On the bright side, I feel pretty relaxed today, and am hoping I will have a nice sleep through the night and will wake up tomorrow feeling ready to go.

Well, back to the books.

24 March 2007

endeavour thyself to sleep twelfth night: iv, ii

This is the crappiest part of the week for me. I think. Actually I'm torn. It's one of two times: It's either 9pm on a Saturday night, when I am at home, trying futilely to settle down to sleep so I can get up at 5:30am for my all-day Sunday class. Or it's Monday at 7am, when I wake up and remember I have to go to work, and I haven't had a day off when you consider school and work since March 9 and won't be having one until April 8 (thank the gods for Easter, even though I don't observe it).

I shouldn't complain. I'm just feeling sorry for myself. I mean, I'm taking advantage of an opportunity not everyone has, to go to school and learn a trade and a craft that I really enjoy. But I'm still fucking exhausted, and I'm tired of Saturday nights being such a bummer.

Oh well. Time marches on. Each word I type is that much less time I can spend in the throes of my once-a-week insomnia. The one night I really need to get to sleep is the one night I never can. I get too nervous that I won't wake up in time and so I can never fall asleep. It's pathological, really.

06 March 2007

"an apple, cleft in two, is not more twin than these two creatures" twelfth night: v, i

So, I have to confess that I did look for photos of Boy George when he was doing his community service in NYC, picking up trash. I didn't feel good about it, though -- he's a bit of a wash-up at this point, he looks like hell these days, and more than anything it just seemed sad to me. However, I took pure glee in this one. Why? Because Naomi Campbell is not a wash-up, she's a spoiled brat who threw a cell phone while she was having a temper tantrum because something didn't go exactly her way. The article states that "she has blamed her temper on lingering resentment toward her father for abandoning her as a child." Get over it. It's sad and all that her father abandoned her, but it doesn't even register on the scale of acceptable excuses for assaulting at least three employees.
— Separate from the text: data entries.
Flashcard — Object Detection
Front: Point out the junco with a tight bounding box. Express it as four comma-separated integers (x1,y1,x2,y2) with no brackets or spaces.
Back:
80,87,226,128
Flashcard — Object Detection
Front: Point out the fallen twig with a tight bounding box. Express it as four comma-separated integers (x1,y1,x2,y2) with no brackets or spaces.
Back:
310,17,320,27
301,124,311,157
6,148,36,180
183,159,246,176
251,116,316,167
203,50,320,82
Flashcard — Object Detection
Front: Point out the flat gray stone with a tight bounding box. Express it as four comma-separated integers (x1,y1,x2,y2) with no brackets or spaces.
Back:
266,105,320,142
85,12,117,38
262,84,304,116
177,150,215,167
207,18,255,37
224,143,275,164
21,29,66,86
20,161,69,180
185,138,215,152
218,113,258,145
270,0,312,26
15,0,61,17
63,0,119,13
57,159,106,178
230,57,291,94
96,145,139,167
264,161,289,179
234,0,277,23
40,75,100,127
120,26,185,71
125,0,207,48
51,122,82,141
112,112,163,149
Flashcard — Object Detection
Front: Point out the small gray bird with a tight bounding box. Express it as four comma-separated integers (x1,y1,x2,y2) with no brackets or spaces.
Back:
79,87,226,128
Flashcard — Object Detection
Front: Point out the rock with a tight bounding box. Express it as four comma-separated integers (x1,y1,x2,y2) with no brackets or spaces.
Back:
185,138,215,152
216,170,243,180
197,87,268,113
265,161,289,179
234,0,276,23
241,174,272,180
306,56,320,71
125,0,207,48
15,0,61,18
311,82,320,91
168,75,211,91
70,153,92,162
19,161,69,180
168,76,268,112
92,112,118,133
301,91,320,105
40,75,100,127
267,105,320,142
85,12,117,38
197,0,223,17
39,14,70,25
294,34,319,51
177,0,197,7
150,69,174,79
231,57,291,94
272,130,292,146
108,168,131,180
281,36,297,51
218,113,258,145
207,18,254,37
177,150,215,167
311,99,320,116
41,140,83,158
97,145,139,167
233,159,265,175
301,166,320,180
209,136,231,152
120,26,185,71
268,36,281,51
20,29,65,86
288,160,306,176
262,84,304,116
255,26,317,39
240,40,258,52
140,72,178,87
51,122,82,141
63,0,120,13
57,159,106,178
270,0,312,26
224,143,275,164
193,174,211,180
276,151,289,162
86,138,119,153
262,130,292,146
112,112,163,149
In other exciting news, I have joined the wireless revolution, and I am now typing to you from a brand spanking new MacBook. It's great. My favorite perk so far is that it has a built in camera with PhotoBooth, software that lets me take pictures using different cool filters such as this one:


Fun, right?

Oh, also, apparently I have a twin roaming around the city; according to V. she looks so much like me that people who know me have addressed her as if she was me before taking a second look and realizing that it's not in fact me. Now, I assume that since we are twins, one of us must be the evil twin, so I will assume, unless I meet her and it proves to be otherwise, that I am the evil twin.

Someone I work with speculated that if we ever did meet, it would create a tear in the space/time continuum and unmake the world. Maybe I'll stay in tonight, just in case.